Yǒu mèng cháng xián qù yuǎn, wú shū kě hèn lái chí. Yī bēi zhuó jiǔ liǎng piān shī. Xiǎo kǎn huáng huā gòng zuì.

"Un rêve toujours trop lointain,
L'absence de lettres trop tardives.
Une coupe de vin trouble, deux poèmes,
À la petite balustrade, ivre avec les chrysanthèmes."

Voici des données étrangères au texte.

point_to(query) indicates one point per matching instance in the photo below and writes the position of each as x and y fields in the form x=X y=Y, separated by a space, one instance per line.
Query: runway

Cette strophe bascule vers l'introspection. "Rêve trop lointain" et "lettres trop tardives" opposent idéaux inaccessibles et communications rompues, condensant en douze caractères les frustrations humaines. La symétrie parfaite des vers ("有/无", "嫌/恨", "远/迟") crée une tension poignante. La conclusion offre une échappatoire : le vin, la poésie et les chrysanthèmes deviennent des compagnons de solitude. Ces chrysanthèmes, symboles de résistance hivernale et de la fête du Double Neuf, reflètent la résilience du poète vieillissant.

Lecture globale

Ce poème entrelace paysages nocturnes et méditations existentielles. La première strophe, à travers vent, lune et brume, construit une atmosphère limpide et glaciale, où "le déclin du soleil couchant" symbolise l'âge avancé et le crépuscule d'une époque. La seconde strophe explore les désillusions (rêves inaccessibles, silences pesants) avant de trouver consolation dans l'art et la nature. Le passage du paysage à l'âme, puis à la transcendance par la création, révèle l'alchimie propre à la poésie classique chinoise.

Spécificités stylistiques

  • Economie verbale maximaliste : Chaque mot porte une densité sémantique exceptionnelle ("百年心事" = tout un destin en quatre caractères).
  • Dialectique du plein et du vide : La brume (plein) et la lune (vide) créent une tension spatiale et métaphysique.
  • Archétypes culturels réinventés : Le chrysanthème, motif traditionnel, devient ici un confident existentiel.
  • Musique des opposés : Les antithèses (rêve/absence, vin/poésie) structurent une symphonie mélancolique.

Éclairages

Dans notre ère d'hyperconnectivité et d'immédiateté, ce poème rappelle la valeur des attentes frustrées et des silences féconds. Le "vin trouble" du poète pourrait symboliser nos bonheurs imparfaits, les "chrysanthèmes" ces petits bonheurs résistants dans un monde incertain. La leçon ultime ? Savoir, comme Lü Benzhong, transformer l'amertume du temps qui passe en une ivresse créatrice - écrire son propre poème avec les chrysanthèmes de son époque.

À propos du poète

Lv Benzhong

Lü Benzhong (吕本中 1084 - 1145), originaire de Shouxian dans l'Anhui, fut un éminent poète et érudit néoconfucéen sous la dynastie Song du Sud. Théoricien clé de l'École poétique du Jiangxi, il formula le concept de « méthode vivante » (huofa), prônant des variations naturelles dans le cadre des règles poétiques établies. Auteur de plus de 1 270 poèmes conservés, sa Généalogie de l'École poétique du Jiangxi (Jiangxi Shishe Zongpai Tu) établit Huang Tingjian comme patriarche du mouvement, influençant profondément la théorie poétique des Song et servant de pont entre l'École Jiangxi et les Quatre Maîtres de la Renaissance Song.